Sunday, February 28, 2016

Ranting On...the Chris Christie Endorsement

Politics makes strange bedfellows.  This is a fact few people could quibble with, and it was proven once again this past Friday when Chris Christie decided to throw caution to the wind and endorse Donald Trump for the presidency.  Christie’s endorsement cannot be seen as anything other than a huge victory for the New York billionaire, as Christie is his first gubernatorial sign-off to his campaign (Paul LePage of Maine followed suit quickly) and the endorsement race is really the only aspect of the presidential campaign that Trump has been lagging behind Marco Rubio.  The reaction from both the media and the establishment Republicans has been a combination of betrayal and shock.  Indeed, this is a major turning point in the election, as Christie, the former US Attorney, RGA Chair and sitting governor of New Jersey is pretty much the definition of a mainstream member of the GOP getting behind Christie’s campaign.  The question is, of course, what does this mean and was this the right decision for Trump and Christie?

As I stated above, this couldn’t have been a better situation for Trump.  As the weeks have progressed, one of the biggest obstacles that has emerged to his candidacy is that his party’s leaders, the likes of Mitch McConnell, John McCain, and Mitt Romney, don’t want him to be the nominee.  In fact, if you polled the Republicans in Congress on a secret ballot, you’d be hard-pressed to find ten members of the Republican conference who would stand for Trump.  As a result, by getting Christie (and to a lesser extent, LePage) onto his team, particularly after a rather harsh campaign between the two, Trump now can claim that he is a candidate who can bring the party together.  Additionally, after Thursday night where Marco Rubio outperformed Trump (though I actually paid attention to this debate and I feel like the media’s acting a little desperate in its attempt to re-route the Rubio candidacy in a last-ditch effort to stop Trump), this totally dominated the conversation.  Trump got all of the media on Friday headed into the weekend thanks to Christie, and while Rubio certainly was out in the race, it wasn’t his name that was trending all day Friday on Twitter.

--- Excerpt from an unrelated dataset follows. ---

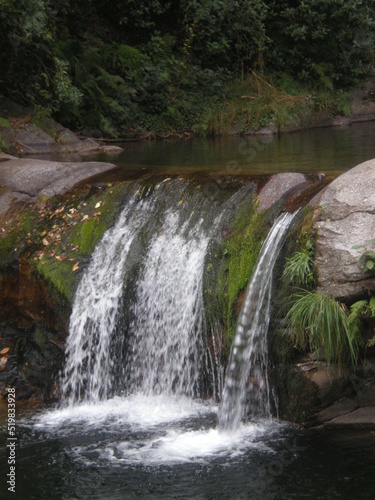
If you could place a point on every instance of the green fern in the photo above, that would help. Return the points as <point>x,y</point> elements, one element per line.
<point>299,269</point>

For Christie, the answers are also pretty obvious, even if they might appear cynical and self-serving (because, quite frankly, they are).  The New Jersey governor is wildly unpopular in his home state, is term-limited anyway, and has little-to-no chance of extending his relevancy with a stint in the Senate.  As a result, considering his lackluster campaign for the White House in 2016, his only option to continue on the national stage is in the presidential cabinet of a prospective White House contender.  Looking at the field, and assuming that Ted Cruz, John Kasich, and Ben Carson are all non-starters in terms of the Oval Office, he has either Marco Rubio, a man who is probably leaning toward a Kasich or a Nikki Haley and who hates Christie’s guts for derailing his momentum in New Hampshire, or Donald Trump, a man with a lot of support but few political powerbroker friends who could be seen as a theoretical running mate or attorney general.  Christie saw this opening, realized that he’s going to look much better to Trump than Sarah Palin or Jack Welch come June, and ran with it.  It could be faulty logic (this is a Hail Mary pass that Christie, if Trump fumbles and Rubio wins (still a possibility), will never recover from), but it’s a political risk with too much reward not to go for it, and Christie is a big enough name that no endorsement afterward (even someone like Mitt Romney or Ted Cruz) is going to matter in the same way.


The loser in this situation, therefore, is the GOP establishment and Marco Rubio.  The reality is that one of the main arguments against Trump being inevitable was that the GOP establishment wasn’t going to stand for him as the nominee.  With Christie, who is too engrained as a leader on the right to be questioned as such, now on-board I suspect other more wary, albeit less marquee-ready, names are going to feel that Trump is a possibility.  People like Jeff Sessions or Mike Huckabee could back the billionaire, though both have to be kicking themselves for not getting out in front of Christie as they will now have less cache as a theoretical running mate for Trump.  It’s been said a few times on this blog, but Trump is now in a very strong position to win the nomination, and part of Marco Rubio’s strategy is to win not just Tuesday and March 15th, but the media race between then and now.  Having Trump start to attract once-reluctant politicians to his side while pundits question whether he’s inevitable is the sort of thing that has happened to Hillary Clinton and made her so powerful.  The GOP establishment has a ticking clock right now, and Chris Christie just took 48 hours off of it.